Recombinant human thrombopoietin (TPO), human stem cell factor (SCF), human Flt3 ligand (Flt3L), and human IL-7 were purchased from PeproTech (Rocky Hill, NJ). All cytokines were used at the following concentrations unless stated otherwise: 10 ng/ml SCF, 10 ng/ml TPO, 5 or 10 ng/ml Flt3L, and 5 ng/ml IL-7.

Coculture was performed as described previously (26). Briefly, human telomerase reverse transcriptase–transduced telomerized stromal cells were purchased from RIKEN BioResource Center (Tsukuba, Japan). Before coculture, stromal cells were plated in a 25-cm² cell culture flask (Corning, Corning, NY) or a 48-well tissue culture plate (Nunc, Roskilde, Denmark) with αMEM (Life Technologies-Invitrogen, Grand Island, NY) containing 12.5% horse serum, 12.5% FCS (both from Invitrogen, Carlsbad, CA), and 1 × 10⁻⁶ M hydrocortisone (Sigma-Aldrich, St Louis, MO), as described elsewhere (26, 30). On the first day of coculture, confluent stromal cells were washed with αMEM, and isolated HSPCs, CD45RA⁺CD10⁻CD7⁺ early T lymphoid precursors (ETPs), or CD45RA⁺CD10⁺CD7⁻ early B lymphoid precursors (EBPs) (purity > 95%) (31) were seeded onto the confluent monolayer of stromal cells in αMEM supplemented with 20% FCS (HyClone Laboratories, Logan, UT), 50 U/ml penicillin, and 50 μg/ml streptomycin in the presence of three growth factor (SCF+Flt3L+TPO) (3GF), based on our previous study (26). In some experiments, the culture medium of stromal cell monolayers was replaced with αMEM containing 20% FCS, and the culture medium was harvested after 7–10 d, filtered through a 0.22-μm Millex-GV Filter (Millipore, Bedford, MA), and used as CM of stromal cells. An anti-CXCR4–blocking Ab (MAB170; R&D Systems) or isotype mouse IgG2a (BioLegend) was added to the cultures at 8 μg/ml. Half of the medium was exchanged for fresh medium containing the same concentrations of cytokines every 4–5 d. Culture with OP9 cells expressing delta-1 in the presence of Flt3L and IL-7 was performed as reported previously (26, 27). In some experiments, cell culture inserts with pore sizes of 0.4 μm (BD Falcon; BD Biosciences, Franklin Lakes, NJ) were used for contact or noncontact coculture with stromal cells.
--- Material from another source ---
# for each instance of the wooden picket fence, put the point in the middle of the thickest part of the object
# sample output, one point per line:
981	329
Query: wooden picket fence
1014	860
The cell division assay was performed as follows. HSPCs were stained with CytoTell Green (1:250 dilution; AAT Bioquest, Sunnyvale, CA) for 30 min at 37°C, washed twice, and stained with CD10-PE, CD34-allophycocyanin, CD38–allophycocyanin–Cy7 (BioLegend), CD7–BV-421, and CD45RA-BC510. HSPCs were sorted, cultured on stromal cells or with CM for 3 d, and analyzed for cell division using a FACSCanto II (BD Biosciences).

CD34⁺ cells (2 × 10⁵ cells per well) were preincubated with an anti-CXCR4 Ab or isotype control and then cultured on stromal cells with the anti-CXCR4 Ab (8 μg/ml) or isotype control (8 μg/ml), respectively. After 4 h, the cultures were gently pipetted, and the number of attached cells was analyzed by counting the number of detached cells.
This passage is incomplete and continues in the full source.